Overview
$XRP continues to trade under pressure as price remains confined within a well-defined descending channel on the 4-hour timeframe. Despite minor recovery attempts, the market has failed to produce a confirmed breakout, keeping the short-term bias bearish.
As long as XRP remains below channel resistance, downside continuation remains the higher-probability scenario.
Chart Details
Asset: $XRP
Pair: XRP / USDT
Exchange: Binance
Timeframe: 4-Hour (H4)
Market Condition: Bearish Consolidation
Technical Analysis
1. Descending Channel Structure
Price action has respected a falling channel since August, indicating controlled selling pressure.
Multiple rejection points from the upper boundary confirm the strength of this bearish structure.
2. Fibonacci Confluence Levels
0.618 Fibonacci Support: 2.5572 USDT
A key structural level that previously acted as demand.
0.236 Fibonacci Level: 1.9244 USDT
Located near the lower boundary of the channel and aligns with the projected short-term downside target.
3. Momentum Analysis
The Stochastic Oscillator is hovering near 44.00, reflecting weak momentum and a lack of bullish strength.

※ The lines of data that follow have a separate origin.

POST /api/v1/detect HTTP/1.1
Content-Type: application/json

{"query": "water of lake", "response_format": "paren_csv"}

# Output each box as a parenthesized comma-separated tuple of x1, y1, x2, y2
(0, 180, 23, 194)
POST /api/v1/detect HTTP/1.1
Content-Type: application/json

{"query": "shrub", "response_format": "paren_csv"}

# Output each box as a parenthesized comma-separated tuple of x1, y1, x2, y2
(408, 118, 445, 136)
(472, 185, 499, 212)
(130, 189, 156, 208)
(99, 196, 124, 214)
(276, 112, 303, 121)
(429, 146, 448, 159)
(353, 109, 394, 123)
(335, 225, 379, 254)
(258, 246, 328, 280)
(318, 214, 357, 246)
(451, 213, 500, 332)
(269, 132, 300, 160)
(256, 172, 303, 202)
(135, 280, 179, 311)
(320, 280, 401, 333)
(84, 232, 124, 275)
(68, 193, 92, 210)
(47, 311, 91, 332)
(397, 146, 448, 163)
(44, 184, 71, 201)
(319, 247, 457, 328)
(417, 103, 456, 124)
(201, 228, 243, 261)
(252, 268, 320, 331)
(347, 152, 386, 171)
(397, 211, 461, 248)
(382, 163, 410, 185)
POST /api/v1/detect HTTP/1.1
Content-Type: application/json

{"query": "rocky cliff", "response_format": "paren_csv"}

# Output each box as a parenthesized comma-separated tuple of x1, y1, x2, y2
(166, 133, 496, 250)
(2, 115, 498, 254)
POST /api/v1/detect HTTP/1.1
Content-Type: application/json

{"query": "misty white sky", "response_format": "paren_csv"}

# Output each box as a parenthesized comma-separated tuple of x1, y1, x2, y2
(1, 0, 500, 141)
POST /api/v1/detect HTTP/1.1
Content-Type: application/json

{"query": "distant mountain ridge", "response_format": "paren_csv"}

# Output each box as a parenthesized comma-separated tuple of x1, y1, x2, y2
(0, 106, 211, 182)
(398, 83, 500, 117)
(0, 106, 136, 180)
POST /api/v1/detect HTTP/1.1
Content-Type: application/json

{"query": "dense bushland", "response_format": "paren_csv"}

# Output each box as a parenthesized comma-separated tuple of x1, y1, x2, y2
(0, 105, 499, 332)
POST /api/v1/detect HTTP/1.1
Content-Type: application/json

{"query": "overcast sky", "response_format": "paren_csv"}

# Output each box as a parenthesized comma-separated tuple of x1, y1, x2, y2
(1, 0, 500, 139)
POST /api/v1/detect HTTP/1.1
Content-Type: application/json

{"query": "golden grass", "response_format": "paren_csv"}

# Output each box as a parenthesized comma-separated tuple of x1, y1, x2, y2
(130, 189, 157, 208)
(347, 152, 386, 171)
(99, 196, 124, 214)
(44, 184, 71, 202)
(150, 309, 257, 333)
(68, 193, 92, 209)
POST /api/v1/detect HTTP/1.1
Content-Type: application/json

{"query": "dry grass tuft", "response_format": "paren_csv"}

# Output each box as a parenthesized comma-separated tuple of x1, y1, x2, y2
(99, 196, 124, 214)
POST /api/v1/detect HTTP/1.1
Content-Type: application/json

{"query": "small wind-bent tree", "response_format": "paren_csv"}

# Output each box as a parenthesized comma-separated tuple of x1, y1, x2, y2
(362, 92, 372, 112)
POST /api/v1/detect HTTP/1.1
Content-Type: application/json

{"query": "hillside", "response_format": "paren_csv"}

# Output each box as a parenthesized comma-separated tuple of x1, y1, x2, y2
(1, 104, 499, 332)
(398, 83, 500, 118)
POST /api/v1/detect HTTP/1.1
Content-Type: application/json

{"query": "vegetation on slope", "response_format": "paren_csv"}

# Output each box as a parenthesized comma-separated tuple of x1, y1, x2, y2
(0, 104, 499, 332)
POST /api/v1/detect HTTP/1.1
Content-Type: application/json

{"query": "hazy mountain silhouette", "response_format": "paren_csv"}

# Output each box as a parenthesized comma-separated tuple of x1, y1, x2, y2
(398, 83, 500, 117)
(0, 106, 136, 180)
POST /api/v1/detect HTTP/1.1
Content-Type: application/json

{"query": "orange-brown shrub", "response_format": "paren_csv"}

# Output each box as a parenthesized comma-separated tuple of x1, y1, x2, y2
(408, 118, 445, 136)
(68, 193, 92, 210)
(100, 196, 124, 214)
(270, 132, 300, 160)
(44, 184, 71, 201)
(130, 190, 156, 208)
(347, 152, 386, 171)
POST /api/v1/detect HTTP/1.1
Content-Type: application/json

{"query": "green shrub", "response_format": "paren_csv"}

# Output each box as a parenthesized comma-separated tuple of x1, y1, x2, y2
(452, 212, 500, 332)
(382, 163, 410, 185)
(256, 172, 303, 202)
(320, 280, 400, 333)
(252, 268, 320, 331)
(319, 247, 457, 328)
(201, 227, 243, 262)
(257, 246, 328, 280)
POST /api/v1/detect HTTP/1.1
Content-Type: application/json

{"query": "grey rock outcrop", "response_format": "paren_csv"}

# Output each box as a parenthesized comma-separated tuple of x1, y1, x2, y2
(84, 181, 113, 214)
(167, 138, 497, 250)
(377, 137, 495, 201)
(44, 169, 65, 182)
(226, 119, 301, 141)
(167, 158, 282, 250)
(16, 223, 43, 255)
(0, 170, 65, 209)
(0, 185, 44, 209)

This reading supports the possibility of continued downside pressure rather than an immediate reversal.
Short-Term Outlook
If XRP fails to break above the descending channel resistance, price is likely to continue drifting lower toward the 1.92 USDT region. This level represents a confluence of Fibonacci support and channel structure, making it a natural magnet for price in the short term.
A trend shift would only be confirmed on a clean breakout above the channel, accompanied by improving momentum and volume.
Key Levels to Watch
Resistance: Upper boundary of the falling channel
Support: 2.5572 USDT
Short-Term Target: 1.9244 USDT
Conclusion
$XRP remains technically weak while trading inside a descending channel. Until a structural breakout occurs, bearish continuation toward $1.92 remains the dominant scenario.
📌 Always wait for confirmation, manage risk carefully, and conduct your own research.